Questions:
- How is Colossus run? Is some slave instance running on all machines?
- Colossus is said to be a cluster-wide filesystem. In data centres, a cluster is a group of racks. Does a single instance of Colossus manage exactly 1 of these physical clusters?
- What exactly are jobs in Borg? Are they like containerised binaries?
- Apart from RPCs providing better abstraction, why would you pick it over something like HTTP requests when you want communication between services?
- What is Chef and Puppet?
SREs are software engineers whose focus is to create reliable, scalable software systems. Reliability formally means: “the probability that [a system] will perform a required function without failure under stated conditions for a stated period of time.”
Reliability is a function of:
- Mean time to repair (MTTR): time taken to restore system health.
- Mean time to failure (MTTF): time taken for system to fail.
The focuses of creating reliable systems are:
- Availability — usually reported as the percentage of time the service is able to respond.
- Latency — how long it takes for a request to get a response.
- Performance
- Efficiency — in the utilisation rate of resources (using fewer computing resources).

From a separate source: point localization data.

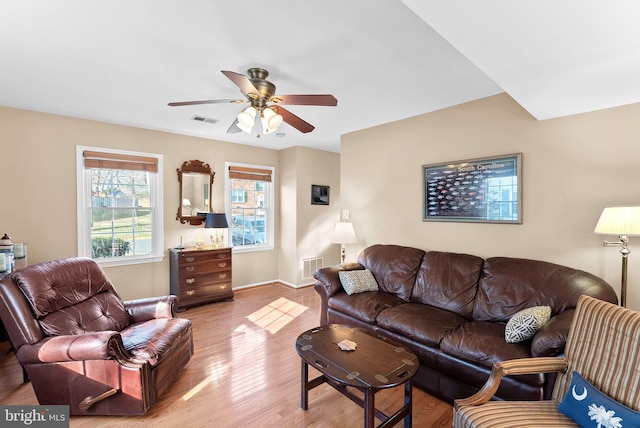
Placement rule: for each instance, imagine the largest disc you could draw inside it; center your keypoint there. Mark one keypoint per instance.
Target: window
(120, 218)
(249, 193)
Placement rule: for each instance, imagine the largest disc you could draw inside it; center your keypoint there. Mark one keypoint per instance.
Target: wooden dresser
(199, 276)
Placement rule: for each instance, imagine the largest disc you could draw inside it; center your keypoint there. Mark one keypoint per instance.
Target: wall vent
(205, 119)
(309, 266)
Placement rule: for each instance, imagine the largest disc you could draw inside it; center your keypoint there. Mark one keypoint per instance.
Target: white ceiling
(122, 61)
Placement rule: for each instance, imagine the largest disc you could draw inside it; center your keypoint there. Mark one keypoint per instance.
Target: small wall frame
(319, 195)
(486, 190)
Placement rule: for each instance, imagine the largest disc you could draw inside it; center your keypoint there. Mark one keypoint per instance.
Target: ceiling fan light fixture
(247, 118)
(270, 120)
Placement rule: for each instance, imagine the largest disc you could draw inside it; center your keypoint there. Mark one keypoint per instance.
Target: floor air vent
(309, 266)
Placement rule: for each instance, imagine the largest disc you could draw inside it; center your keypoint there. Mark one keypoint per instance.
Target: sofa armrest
(328, 280)
(81, 347)
(152, 308)
(551, 339)
(509, 368)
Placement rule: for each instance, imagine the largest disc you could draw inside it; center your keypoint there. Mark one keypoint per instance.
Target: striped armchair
(603, 346)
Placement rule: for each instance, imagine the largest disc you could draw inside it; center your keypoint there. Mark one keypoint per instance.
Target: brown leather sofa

- Change management — since changes to live systems often account for around 70% of outages, we need strategies like progressive rollouts and rollbacks.
- Monitoring — so we know whether we’re meeting SLOs.
- Emergency response
- Capacity planning
Google loosely enforces a 50/50 split between development and operations work for SREs. Coding skills are still critical.
“Reliability is the most fundamental feature of any product” — Ben Treynor Sloss.
“SRE is what happens when you ask a software engineer to design an operations team.” — Ben Treynor Sloss.
“Software Engineering has this in common with having children: the labour before the birth is painful and difficult, but the labour after the birth is where you actually spend most of your effort.”
Costs of running software after reaching production typically constitute 40-90%, meaning it’s almost never the case that deployed software requires less attention from software engineers.
In the traditional development/operations split, the operations team size would scale linearly with service size. A primary focus of SRE is automating away the needs for a growing operations team and removing humans from the loop as much as possible. The SRE team size scales sublinearly with service size.
“One could equivalently view SRE as a specific implementation of DevOps with some idiosyncratic extensions.”
Fundamentals
- Google Infrastructure
- Error budget
- SLIs, SLOs and SLAs
- Toil
- Troubleshooting TODO
- Distributed Consensus
- Monitoring TODO
- Canary TODO
Flashcards
- What are the 5 technologies constituting Google’s storage stack?
- They’re D, Colossus, Bigtable, Spanner and Blobstore. D sits at the lowest level as a fileserver on almost every machine in a datacentre. Colossus wraps around D to create a distributed cluster filesystem and is a dependency of Bigtable (NoSQL database service) and Spanner (SQL database service).
- What is Borg?
- A distributed ‘cluster operating system’ which acts as a job scheduler. You give it jobs and say they need a certain number of CPU cores and RAM, and Borg will handle the rest — picking which machines to run the job’s tasks and restarting the job’s tasks when it fails, etc.